TORONTO - Tim Connolly says he doesn’t mind speaking to the media, but the Maple Leafs centre might be wishing he had stayed behind closed doors on Tuesday morning.
Connolly talked to a throng of reporters after the Leafs’ morning skate for the first time since injuring himself during the first period of Toronto’s 7-0 loss to Boston on Saturday night.
A swarm of reporters gathered around the stall of Connolly, who had voluntarily come out to speak ahead of Toronto’s home game against the surprising Florida Panthers (6-4-3), and wanted to know exactly what was ailing the Leafs’ off-season acquisition.
Connolly finished the game against Boston but has not practiced since and reporters were told he would be out 10 to 14 days with an “undisclosed upper body injury.”
When asked if it was the same undisclosed upper body injury that kept him out of the Leafs lineup for the first eight games of the season, Connolly said, “No.”
But when pressed if he had ever had this kind of injury before, he responded, “I don’t think so, I’m not sure,” which makes one wonder if it might not be the same shoulder injury that sidelined him earlier and the Leafs just aren’t saying.
Connolly missed the start of the season when he slammed into the boards during pre-season practice and hurt his shoulder. He has only played in six games since, registering a goal and three assists on the Leafs top line.
“I kind of felt right away that there was something wrong but I just tried to battle through it,” Connolly said of the injury on Saturday night. “I couldn’t really go to well out there, but I was going as hard as I could for that game … It was tough to get through the game but it was a bit worse afterwards when the adrenaline does settle down and you never really want to take yourself out of a game no matter what the situation.”
Asked if he was sick of facing the media with questions regarding his health, the oft-injured former Buffalo Sabre said, “It’s all right. It’s your job and my job too. That’s part of the deal, part of being a hockey player, especially in Toronto. It’s a great atmosphere, though, you can’t ask for a better hockey atmosphere.”
The injury to Connolly, meanwhile, opened the door for Matt Frattin to return to the big club.
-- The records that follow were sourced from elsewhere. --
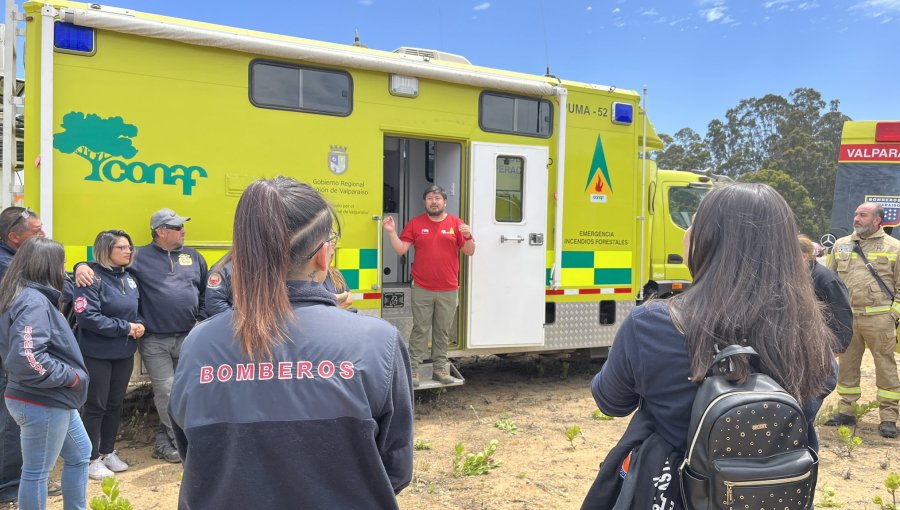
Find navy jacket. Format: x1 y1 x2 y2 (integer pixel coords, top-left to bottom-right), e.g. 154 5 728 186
204 263 234 317
591 301 830 452
130 242 207 335
169 282 413 510
73 263 143 359
0 243 16 280
0 283 88 409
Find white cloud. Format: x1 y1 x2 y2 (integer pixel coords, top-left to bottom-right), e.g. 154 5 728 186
850 0 900 18
700 6 734 24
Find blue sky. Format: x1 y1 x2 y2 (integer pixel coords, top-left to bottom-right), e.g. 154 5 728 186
14 0 900 134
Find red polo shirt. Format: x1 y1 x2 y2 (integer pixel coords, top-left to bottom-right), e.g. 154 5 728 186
400 214 466 292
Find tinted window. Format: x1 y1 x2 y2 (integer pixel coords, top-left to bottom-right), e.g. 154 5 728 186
250 62 353 115
479 92 553 138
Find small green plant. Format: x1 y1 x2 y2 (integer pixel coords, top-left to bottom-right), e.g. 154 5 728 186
872 471 900 510
591 409 613 421
494 415 519 436
453 439 503 476
816 485 844 508
566 425 584 450
90 476 134 510
838 425 862 458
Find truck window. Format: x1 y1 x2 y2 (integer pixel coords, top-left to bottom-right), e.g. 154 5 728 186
494 156 525 223
478 92 553 138
250 60 353 116
669 188 709 230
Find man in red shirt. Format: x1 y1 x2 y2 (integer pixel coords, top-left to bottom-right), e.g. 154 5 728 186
384 186 475 388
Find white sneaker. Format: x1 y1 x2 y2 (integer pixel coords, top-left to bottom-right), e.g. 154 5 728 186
88 457 116 480
100 450 128 473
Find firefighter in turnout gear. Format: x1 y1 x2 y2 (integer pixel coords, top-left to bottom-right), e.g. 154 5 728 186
825 202 900 438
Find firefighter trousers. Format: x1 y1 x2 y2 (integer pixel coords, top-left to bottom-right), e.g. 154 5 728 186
837 313 900 422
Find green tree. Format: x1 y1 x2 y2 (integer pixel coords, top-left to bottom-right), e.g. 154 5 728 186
738 169 816 235
656 128 711 171
53 112 138 181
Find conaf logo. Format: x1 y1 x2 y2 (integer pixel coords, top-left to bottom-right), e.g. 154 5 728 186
53 112 207 195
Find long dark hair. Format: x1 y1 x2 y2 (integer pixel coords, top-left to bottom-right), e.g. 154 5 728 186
231 177 340 359
670 184 836 402
0 236 66 313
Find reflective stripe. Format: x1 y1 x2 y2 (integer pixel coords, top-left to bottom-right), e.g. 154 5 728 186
877 390 900 400
837 385 862 395
853 305 891 315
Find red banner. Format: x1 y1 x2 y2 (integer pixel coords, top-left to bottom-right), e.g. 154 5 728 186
838 143 900 163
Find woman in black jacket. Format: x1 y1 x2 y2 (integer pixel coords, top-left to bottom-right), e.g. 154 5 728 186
0 237 91 510
73 230 144 480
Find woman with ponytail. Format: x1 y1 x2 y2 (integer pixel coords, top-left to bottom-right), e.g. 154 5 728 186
169 177 413 510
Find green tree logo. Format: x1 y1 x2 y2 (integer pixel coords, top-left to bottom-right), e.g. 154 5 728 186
53 112 138 181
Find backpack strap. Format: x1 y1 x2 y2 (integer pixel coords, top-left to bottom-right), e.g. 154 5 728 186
707 345 759 374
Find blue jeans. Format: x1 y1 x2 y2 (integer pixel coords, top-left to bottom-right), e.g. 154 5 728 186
0 366 22 503
6 398 91 510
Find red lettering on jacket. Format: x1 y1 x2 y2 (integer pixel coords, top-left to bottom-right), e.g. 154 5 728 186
234 363 256 381
297 361 313 379
216 365 234 382
339 361 356 379
316 360 334 379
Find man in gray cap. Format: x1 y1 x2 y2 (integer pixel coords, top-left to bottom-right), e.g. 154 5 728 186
75 209 207 462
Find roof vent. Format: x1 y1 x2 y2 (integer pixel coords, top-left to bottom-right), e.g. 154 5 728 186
394 46 472 65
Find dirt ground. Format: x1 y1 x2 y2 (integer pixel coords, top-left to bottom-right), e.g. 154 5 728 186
49 350 900 510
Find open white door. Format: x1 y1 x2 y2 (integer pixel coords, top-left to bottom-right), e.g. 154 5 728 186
467 143 548 347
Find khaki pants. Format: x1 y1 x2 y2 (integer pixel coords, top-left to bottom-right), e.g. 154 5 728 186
837 313 900 422
409 284 459 373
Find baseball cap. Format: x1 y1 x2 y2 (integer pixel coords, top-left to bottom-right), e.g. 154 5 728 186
150 209 191 228
422 184 447 200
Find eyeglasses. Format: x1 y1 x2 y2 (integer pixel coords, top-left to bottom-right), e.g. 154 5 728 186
9 207 37 230
306 230 341 260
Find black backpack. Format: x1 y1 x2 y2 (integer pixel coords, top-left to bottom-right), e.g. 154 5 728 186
679 345 819 510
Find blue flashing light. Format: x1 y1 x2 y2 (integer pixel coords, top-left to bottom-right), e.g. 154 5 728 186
53 21 94 54
613 103 634 124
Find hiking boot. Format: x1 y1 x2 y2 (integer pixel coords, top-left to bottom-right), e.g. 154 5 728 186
100 450 128 473
823 413 856 430
878 421 897 439
431 368 456 384
88 457 116 480
153 444 181 464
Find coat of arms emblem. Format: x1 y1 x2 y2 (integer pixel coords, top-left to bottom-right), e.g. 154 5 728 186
328 145 350 175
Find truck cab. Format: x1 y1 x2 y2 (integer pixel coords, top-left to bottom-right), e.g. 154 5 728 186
644 169 712 299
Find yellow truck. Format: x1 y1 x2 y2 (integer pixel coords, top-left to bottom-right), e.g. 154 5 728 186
4 1 705 382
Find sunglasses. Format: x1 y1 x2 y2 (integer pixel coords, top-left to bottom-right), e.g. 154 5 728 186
9 207 37 230
306 230 341 260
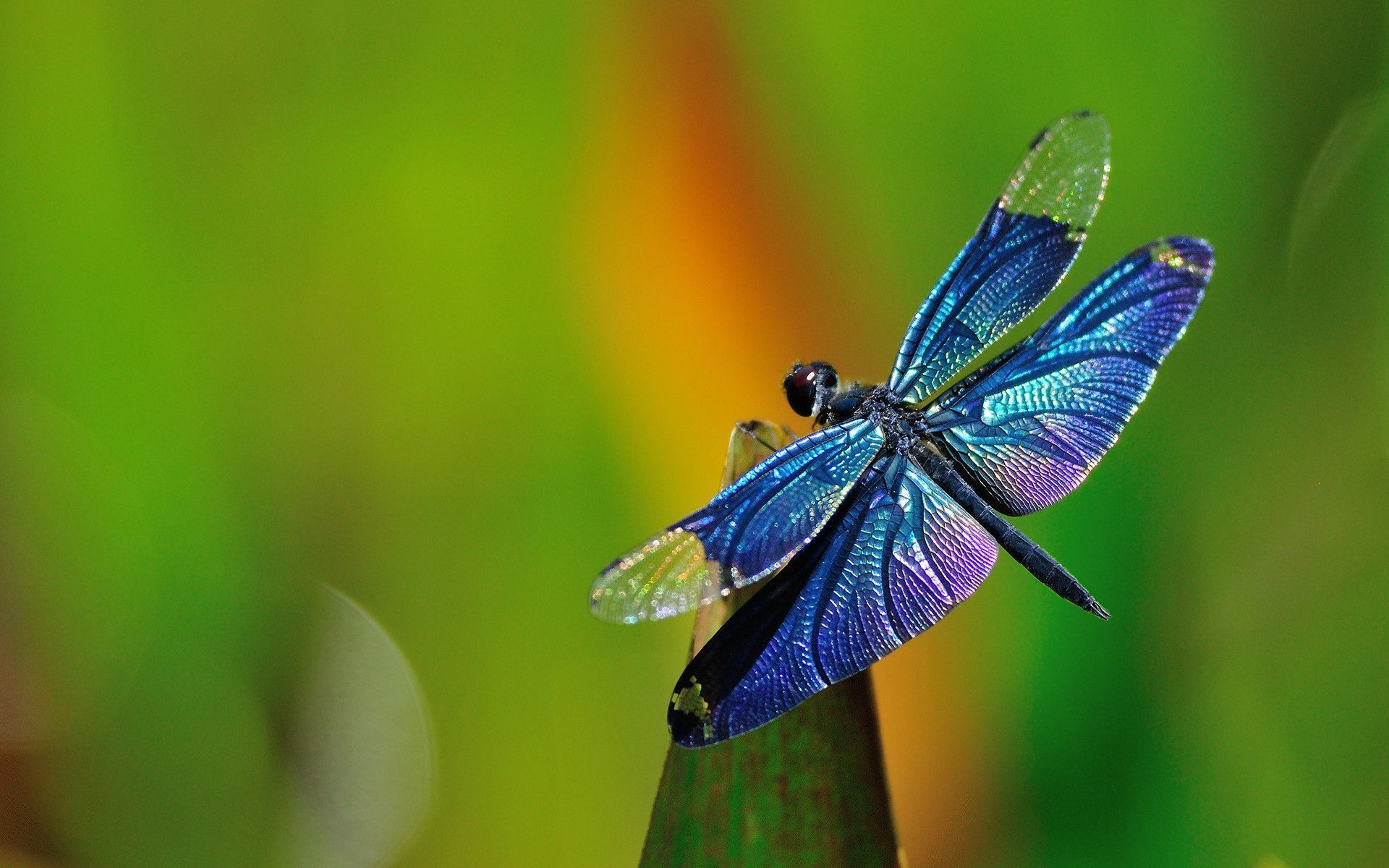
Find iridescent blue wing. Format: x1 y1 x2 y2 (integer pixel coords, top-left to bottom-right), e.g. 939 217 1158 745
888 113 1110 404
590 420 883 624
925 237 1214 515
668 453 998 747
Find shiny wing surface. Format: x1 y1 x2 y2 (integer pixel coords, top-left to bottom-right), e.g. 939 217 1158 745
925 237 1214 515
668 454 998 747
888 113 1110 404
590 420 883 624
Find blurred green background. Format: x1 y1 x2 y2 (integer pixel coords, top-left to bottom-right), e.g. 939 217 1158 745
0 0 1389 868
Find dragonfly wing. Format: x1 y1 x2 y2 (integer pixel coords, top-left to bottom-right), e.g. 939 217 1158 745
888 113 1110 404
925 237 1214 515
668 454 998 747
590 420 883 624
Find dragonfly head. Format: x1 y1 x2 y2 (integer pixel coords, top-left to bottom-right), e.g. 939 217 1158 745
782 361 839 417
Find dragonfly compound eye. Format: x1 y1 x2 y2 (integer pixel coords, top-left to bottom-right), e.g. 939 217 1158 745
782 361 839 415
782 364 815 415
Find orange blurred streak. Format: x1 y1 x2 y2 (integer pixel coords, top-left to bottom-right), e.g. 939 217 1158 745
582 4 829 514
581 4 993 868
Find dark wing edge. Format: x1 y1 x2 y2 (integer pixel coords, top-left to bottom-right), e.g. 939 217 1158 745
888 111 1110 404
667 453 998 747
589 420 883 624
925 236 1215 515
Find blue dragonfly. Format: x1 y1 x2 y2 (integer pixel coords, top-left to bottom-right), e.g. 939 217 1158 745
590 113 1214 747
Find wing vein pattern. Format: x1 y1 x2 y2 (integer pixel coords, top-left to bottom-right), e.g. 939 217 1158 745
590 420 883 624
668 451 998 747
925 237 1214 515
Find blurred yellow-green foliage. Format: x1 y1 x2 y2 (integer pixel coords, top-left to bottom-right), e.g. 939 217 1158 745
0 0 1389 868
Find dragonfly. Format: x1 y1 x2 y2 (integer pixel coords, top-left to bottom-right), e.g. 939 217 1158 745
590 111 1214 747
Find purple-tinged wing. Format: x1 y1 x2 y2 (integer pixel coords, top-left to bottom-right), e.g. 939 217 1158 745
888 113 1110 404
590 420 883 624
668 453 998 747
925 237 1214 515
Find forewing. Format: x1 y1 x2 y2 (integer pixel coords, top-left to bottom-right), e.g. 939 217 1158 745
668 454 998 747
927 237 1214 515
590 420 883 624
888 113 1110 404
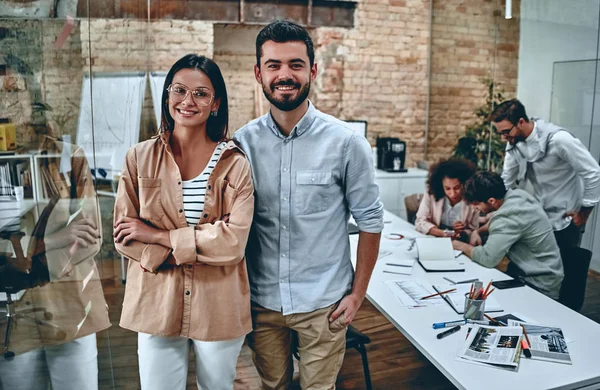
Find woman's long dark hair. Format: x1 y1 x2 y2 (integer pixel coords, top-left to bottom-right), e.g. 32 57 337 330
427 157 477 200
159 54 229 142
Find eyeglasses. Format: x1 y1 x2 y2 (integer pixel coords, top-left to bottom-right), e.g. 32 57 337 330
498 125 515 135
167 84 215 106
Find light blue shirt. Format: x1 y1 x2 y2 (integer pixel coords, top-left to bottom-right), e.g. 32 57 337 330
233 102 383 315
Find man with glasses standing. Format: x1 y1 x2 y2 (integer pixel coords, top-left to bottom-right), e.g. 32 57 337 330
234 21 383 389
490 99 600 254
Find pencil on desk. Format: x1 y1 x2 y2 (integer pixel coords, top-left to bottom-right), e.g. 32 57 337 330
483 313 504 326
421 288 456 299
521 324 531 348
483 280 492 299
483 287 496 299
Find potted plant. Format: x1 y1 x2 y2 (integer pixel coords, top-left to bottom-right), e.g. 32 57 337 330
453 79 505 172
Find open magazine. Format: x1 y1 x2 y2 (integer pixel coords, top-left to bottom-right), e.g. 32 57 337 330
458 325 523 371
508 320 571 364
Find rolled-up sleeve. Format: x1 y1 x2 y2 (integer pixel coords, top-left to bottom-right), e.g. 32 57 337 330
114 147 171 272
344 133 383 233
552 131 600 207
471 215 522 268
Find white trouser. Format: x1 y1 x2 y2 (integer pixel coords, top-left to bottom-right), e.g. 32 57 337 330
0 333 98 390
138 333 245 390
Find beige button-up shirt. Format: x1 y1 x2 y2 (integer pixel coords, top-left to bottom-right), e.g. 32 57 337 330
114 132 254 341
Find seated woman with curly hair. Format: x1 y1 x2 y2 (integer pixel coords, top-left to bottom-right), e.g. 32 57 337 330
415 158 479 241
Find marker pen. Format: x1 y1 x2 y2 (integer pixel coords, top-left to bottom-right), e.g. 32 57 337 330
436 325 460 339
431 320 467 329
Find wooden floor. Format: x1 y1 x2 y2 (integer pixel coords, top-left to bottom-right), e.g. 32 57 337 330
98 266 600 390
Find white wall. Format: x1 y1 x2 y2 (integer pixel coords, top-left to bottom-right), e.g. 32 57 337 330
517 0 600 119
517 0 600 272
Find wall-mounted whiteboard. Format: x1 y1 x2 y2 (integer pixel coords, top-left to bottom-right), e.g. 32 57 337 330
76 72 146 180
150 72 167 129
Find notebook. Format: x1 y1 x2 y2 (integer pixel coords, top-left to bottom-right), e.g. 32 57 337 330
416 237 465 272
433 283 504 314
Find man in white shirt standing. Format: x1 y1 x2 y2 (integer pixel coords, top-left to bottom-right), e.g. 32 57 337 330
491 99 600 261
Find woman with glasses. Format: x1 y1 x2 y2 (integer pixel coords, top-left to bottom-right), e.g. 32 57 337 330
415 158 479 241
114 54 254 390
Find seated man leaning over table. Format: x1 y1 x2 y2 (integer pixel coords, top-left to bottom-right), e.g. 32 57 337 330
452 172 563 299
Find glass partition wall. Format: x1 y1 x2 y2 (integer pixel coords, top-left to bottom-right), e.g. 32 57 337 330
0 0 600 389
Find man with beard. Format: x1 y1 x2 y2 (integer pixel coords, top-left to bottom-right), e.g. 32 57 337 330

The winger was recalled by the Leafs on Tuesday morning and skated with the team during their pre-game ritual.
Frattin, a goal-scorer in college, had not put the puck in the net in 11 games with the Leafs before being sent down to the Marlies, but he had scored twice in three games with the AHL squad.
“I thought I played pretty good down there and now I’ve got another opportunity, so here’s my chance,” Frattin said. “I took it as a positive thing (being sent down). I needed a little more ice time and down there I was getting a lot more ice time, I was playing a lot more power plays, so it’s definitely a confidence booster and I felt really good out there.”
Frattin will play on the third line with Joey Crabb and Matthew Lombardi, while Tyler Bozak will take Connolly’s spot on the first line.
There had been speculation that Joe Colborne, who had 10 goals and 19 points in 12 games with the Marlies this season, might be called up to replace Connolly but coach Ron Wilson said Colborne was injured and wouldn’t be playing in the Marlies’ Tuesday night game against the Oklahoma City Barons.
Jonas Gustavsson, meanwhile, will be back in net for the Leafs after making way for Ben Scrivens the previous two games.